SEATTLE — Editor's note: The above video aired at an earlier date.
Seattle Police Chief Carmen Best appeared on "Face the Nation" on Sunday morning to discuss the Capitol Hill Organized Protest (CHOP) zone, and how the future of policing in the city will change in response to local and national demonstrations.
The Capitol Hill Organized Protest zone (originally called the Capitol Hill Autonomous Zone, or CHAZ, by protesters) has garnered national attention, especially after President Trump tweeted at Gov. Jay Inslee and Mayor Jenny Durkan to "reclaim" the city or else he would.
The police chief had an 'epiphany' of sorts after attending a march at CHOP.

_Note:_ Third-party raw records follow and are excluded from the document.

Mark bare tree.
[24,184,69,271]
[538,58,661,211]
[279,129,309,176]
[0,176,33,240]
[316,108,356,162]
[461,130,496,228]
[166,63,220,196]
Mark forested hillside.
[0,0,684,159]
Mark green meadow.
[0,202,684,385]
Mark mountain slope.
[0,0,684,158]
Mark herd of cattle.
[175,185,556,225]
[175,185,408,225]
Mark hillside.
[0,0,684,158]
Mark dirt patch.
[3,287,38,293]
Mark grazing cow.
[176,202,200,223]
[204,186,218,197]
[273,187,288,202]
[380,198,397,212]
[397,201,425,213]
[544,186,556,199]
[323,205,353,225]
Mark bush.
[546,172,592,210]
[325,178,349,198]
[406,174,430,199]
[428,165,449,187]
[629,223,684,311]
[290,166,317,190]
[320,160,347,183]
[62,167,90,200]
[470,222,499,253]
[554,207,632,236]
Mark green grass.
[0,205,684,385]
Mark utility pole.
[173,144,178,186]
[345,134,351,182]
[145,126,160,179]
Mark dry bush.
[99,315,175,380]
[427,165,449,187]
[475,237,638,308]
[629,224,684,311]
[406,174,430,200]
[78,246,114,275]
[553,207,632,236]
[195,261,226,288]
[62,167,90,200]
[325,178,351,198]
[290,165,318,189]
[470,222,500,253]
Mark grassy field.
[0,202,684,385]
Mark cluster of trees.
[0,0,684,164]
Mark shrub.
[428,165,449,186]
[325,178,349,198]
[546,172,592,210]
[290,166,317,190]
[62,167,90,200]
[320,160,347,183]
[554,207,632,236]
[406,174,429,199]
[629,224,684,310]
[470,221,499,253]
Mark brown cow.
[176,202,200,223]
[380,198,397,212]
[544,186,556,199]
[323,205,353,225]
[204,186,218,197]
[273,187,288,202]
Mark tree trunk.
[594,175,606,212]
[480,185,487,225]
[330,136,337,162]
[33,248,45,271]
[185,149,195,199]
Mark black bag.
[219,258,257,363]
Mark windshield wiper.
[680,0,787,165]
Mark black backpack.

"What I believe, especially after I was at a march yesterday, or the day before yesterday with Black Lives Matter, and I was looking at the 60,000 people that were there, signs saying, you know, defund the police, stop police brutality, you know, no qualified immunity. And there were thousands of people carrying those particular signs. And I just realized it was a moment, an epiphany, that this is a pivotal moment in history. We are going to move in a different direction and policing will never be the same as it was before," Best said during the interview on "Face the Nation."

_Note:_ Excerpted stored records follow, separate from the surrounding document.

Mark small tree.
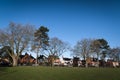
[46,37,69,65]
[32,26,49,63]
[0,22,34,66]
[72,39,92,67]
[91,39,109,67]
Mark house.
[37,55,48,65]
[73,57,80,67]
[61,57,73,67]
[18,53,36,65]
[48,55,61,66]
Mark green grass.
[0,66,120,80]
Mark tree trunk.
[12,55,18,67]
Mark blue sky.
[0,0,120,57]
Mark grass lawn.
[0,66,120,80]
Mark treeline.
[0,22,120,66]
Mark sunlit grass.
[0,66,120,80]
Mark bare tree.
[91,39,109,67]
[0,22,34,66]
[72,39,92,67]
[108,47,120,61]
[32,26,49,63]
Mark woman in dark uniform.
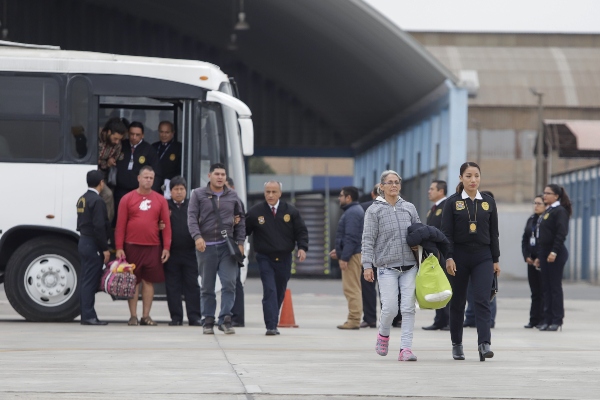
[521,194,546,329]
[442,162,500,361]
[535,183,572,331]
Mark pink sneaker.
[398,349,417,361]
[375,333,390,356]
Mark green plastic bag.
[416,250,452,310]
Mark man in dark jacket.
[423,180,450,331]
[76,170,110,325]
[115,121,162,210]
[246,181,308,336]
[165,176,202,326]
[152,121,181,198]
[329,186,365,329]
[188,163,246,335]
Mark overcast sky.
[364,0,600,33]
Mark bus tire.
[4,236,81,322]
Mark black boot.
[452,343,465,360]
[479,343,494,361]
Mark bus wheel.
[4,237,80,322]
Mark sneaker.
[337,321,360,330]
[398,349,417,361]
[202,317,215,335]
[375,333,390,356]
[219,315,235,335]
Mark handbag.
[415,246,452,310]
[210,196,246,266]
[490,272,498,301]
[100,257,137,299]
[106,167,117,187]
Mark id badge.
[469,221,477,235]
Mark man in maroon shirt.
[115,166,171,325]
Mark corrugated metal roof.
[426,46,600,108]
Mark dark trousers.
[450,244,494,344]
[527,264,544,326]
[256,253,292,329]
[464,282,497,327]
[231,268,245,326]
[77,235,104,321]
[165,249,200,321]
[360,268,377,324]
[539,246,569,325]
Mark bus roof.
[0,41,228,90]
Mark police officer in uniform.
[115,121,162,210]
[534,183,573,331]
[77,170,110,325]
[442,162,500,361]
[246,181,308,336]
[423,180,450,331]
[152,121,181,195]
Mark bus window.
[69,79,92,158]
[0,76,61,162]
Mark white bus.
[0,41,254,321]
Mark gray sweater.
[362,197,421,268]
[188,186,246,243]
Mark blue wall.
[552,167,600,283]
[354,81,468,217]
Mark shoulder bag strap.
[210,195,227,238]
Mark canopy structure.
[4,0,456,156]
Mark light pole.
[529,88,546,194]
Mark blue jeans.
[196,243,239,325]
[377,266,418,349]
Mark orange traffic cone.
[277,289,298,328]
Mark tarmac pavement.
[0,278,600,400]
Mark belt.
[392,264,415,272]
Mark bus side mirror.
[238,118,254,156]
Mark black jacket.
[406,222,450,265]
[77,190,110,251]
[427,199,448,229]
[167,199,196,253]
[117,139,163,192]
[441,193,500,263]
[246,200,308,256]
[521,214,539,260]
[536,206,569,255]
[152,139,181,180]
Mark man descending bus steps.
[115,165,171,325]
[115,121,162,212]
[77,170,110,325]
[188,163,246,335]
[152,121,181,199]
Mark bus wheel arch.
[4,236,81,322]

Best said that given what has happened nationally and locally, her job as police chief will be changed forever.
In the interview, Best did not discuss any specific action that will be taken going forward, except for the measures already put in place like banning tear gas.

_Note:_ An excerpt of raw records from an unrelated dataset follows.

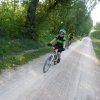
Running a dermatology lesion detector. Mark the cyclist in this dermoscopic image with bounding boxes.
[67,32,74,48]
[48,29,66,63]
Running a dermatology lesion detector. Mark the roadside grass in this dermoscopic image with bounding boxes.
[0,34,55,70]
[92,38,100,62]
[0,38,42,57]
[0,47,50,70]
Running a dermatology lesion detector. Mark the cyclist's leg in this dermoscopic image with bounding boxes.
[57,48,63,63]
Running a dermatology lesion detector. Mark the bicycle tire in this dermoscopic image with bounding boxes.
[43,55,53,73]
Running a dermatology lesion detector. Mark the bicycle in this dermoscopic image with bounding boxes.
[43,45,58,73]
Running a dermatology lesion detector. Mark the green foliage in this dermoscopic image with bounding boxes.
[0,39,43,57]
[0,48,50,70]
[0,2,25,39]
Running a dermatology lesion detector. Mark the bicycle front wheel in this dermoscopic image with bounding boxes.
[43,55,53,73]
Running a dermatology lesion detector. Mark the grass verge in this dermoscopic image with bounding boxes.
[0,47,50,70]
[92,38,100,62]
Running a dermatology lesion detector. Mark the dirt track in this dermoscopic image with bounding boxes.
[0,37,100,100]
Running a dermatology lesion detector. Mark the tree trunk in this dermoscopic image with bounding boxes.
[24,0,39,39]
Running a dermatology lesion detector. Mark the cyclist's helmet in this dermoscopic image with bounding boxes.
[59,29,66,34]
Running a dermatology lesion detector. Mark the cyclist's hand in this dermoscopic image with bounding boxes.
[62,48,65,51]
[47,43,52,46]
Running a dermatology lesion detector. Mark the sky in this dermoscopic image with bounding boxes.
[91,2,100,25]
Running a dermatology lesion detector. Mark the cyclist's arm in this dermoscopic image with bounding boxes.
[50,38,56,44]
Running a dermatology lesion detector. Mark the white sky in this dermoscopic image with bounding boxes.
[91,2,100,25]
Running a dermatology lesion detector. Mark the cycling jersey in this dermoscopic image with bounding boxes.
[56,36,66,47]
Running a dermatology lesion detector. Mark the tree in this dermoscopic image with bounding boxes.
[24,0,39,39]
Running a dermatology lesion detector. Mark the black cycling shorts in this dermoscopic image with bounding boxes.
[54,44,63,53]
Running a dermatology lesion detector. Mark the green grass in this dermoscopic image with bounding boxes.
[92,38,100,61]
[0,47,50,70]
[0,38,42,56]
[0,34,55,70]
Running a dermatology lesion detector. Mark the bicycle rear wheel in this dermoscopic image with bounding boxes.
[43,55,53,73]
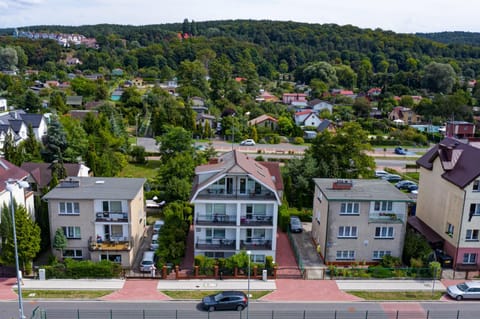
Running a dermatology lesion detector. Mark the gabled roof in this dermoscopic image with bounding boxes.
[21,162,90,187]
[192,150,283,200]
[417,137,480,188]
[0,158,28,192]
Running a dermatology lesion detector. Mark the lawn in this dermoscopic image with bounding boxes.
[347,291,445,300]
[162,290,271,300]
[118,160,160,178]
[22,289,114,299]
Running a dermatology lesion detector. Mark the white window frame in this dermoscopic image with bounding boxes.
[375,226,395,239]
[58,202,80,215]
[462,253,477,265]
[338,226,358,238]
[372,250,392,260]
[336,250,355,260]
[62,226,82,239]
[373,200,393,212]
[340,202,360,215]
[465,229,479,241]
[62,249,83,259]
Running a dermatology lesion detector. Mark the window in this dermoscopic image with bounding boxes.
[463,253,477,264]
[465,229,478,241]
[373,201,393,211]
[340,203,360,215]
[446,223,455,237]
[337,250,355,260]
[63,249,83,259]
[472,179,480,192]
[102,200,122,213]
[58,202,80,215]
[338,226,357,238]
[372,250,392,260]
[62,226,81,239]
[375,227,393,238]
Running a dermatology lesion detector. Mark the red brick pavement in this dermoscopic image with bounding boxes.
[101,279,171,301]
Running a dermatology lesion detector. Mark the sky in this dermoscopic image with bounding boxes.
[0,0,480,33]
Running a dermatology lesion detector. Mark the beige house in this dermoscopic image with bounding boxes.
[43,177,146,267]
[190,150,283,263]
[312,178,411,265]
[409,138,480,271]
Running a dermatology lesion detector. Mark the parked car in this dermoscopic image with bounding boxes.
[395,180,417,189]
[375,170,390,178]
[395,147,407,155]
[382,174,402,182]
[202,291,248,311]
[153,220,164,234]
[447,281,480,300]
[290,216,303,233]
[240,138,255,146]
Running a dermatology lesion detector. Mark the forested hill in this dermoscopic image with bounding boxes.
[416,31,480,45]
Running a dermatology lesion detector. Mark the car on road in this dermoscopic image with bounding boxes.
[202,291,248,311]
[447,281,480,300]
[395,180,417,189]
[394,147,407,155]
[382,174,402,182]
[240,138,255,146]
[290,216,303,233]
[375,170,390,178]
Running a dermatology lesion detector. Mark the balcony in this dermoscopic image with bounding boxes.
[240,215,273,226]
[95,212,128,223]
[368,212,405,223]
[197,189,276,200]
[88,237,133,251]
[195,238,237,250]
[195,214,237,226]
[240,238,272,250]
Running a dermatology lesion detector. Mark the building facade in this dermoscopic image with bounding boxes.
[312,178,411,265]
[43,177,146,267]
[190,150,283,262]
[416,138,480,270]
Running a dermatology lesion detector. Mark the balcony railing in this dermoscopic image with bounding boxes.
[368,212,405,223]
[195,238,237,250]
[198,189,275,200]
[95,212,128,223]
[195,214,237,226]
[88,236,133,251]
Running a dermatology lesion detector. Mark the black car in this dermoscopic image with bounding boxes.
[202,291,248,311]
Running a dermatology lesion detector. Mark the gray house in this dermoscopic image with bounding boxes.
[312,178,412,265]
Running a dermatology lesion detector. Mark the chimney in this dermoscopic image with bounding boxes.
[332,179,353,190]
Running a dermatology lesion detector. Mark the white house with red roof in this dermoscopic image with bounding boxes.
[190,150,283,263]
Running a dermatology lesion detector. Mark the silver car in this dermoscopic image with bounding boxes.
[447,281,480,300]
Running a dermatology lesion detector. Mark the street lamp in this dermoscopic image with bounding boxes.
[247,250,252,319]
[5,179,28,319]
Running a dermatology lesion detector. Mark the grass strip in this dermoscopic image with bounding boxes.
[15,289,115,299]
[161,290,271,300]
[347,291,445,300]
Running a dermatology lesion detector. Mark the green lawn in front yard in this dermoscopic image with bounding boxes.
[22,289,114,299]
[161,290,271,300]
[118,160,160,178]
[347,291,445,300]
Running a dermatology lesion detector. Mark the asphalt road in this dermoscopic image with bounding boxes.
[5,301,480,319]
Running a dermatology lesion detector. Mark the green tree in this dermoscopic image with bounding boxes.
[422,62,456,94]
[0,202,41,272]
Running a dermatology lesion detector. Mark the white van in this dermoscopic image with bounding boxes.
[140,251,155,272]
[150,234,158,250]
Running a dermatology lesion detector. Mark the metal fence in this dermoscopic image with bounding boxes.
[31,308,478,319]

However, she did express interest in returning to the East Precinct, which was vacated after police couldn't hold it down from protesters.
Best said it was unclear when the occupation would end, and part of the challenge with that is identifying the specific demands the community has and defining a leader to negotiate with.
"I know they're watching and listening that we're going to change in policing. We have to. It has to be a movement that involves everybody. And we need to reimagine and refigure out, if you will, how we're going to move forward as a country and as an organization to make things better for everybody. It's incredibly difficult, but with every challenge, there's opportunity. There's opportunity to move forward and bring people together and get positive change. I absolutely believe that. Some stressful situations are not going to deviate me or my organization from leading the way in trying to make things better for all of us," she said.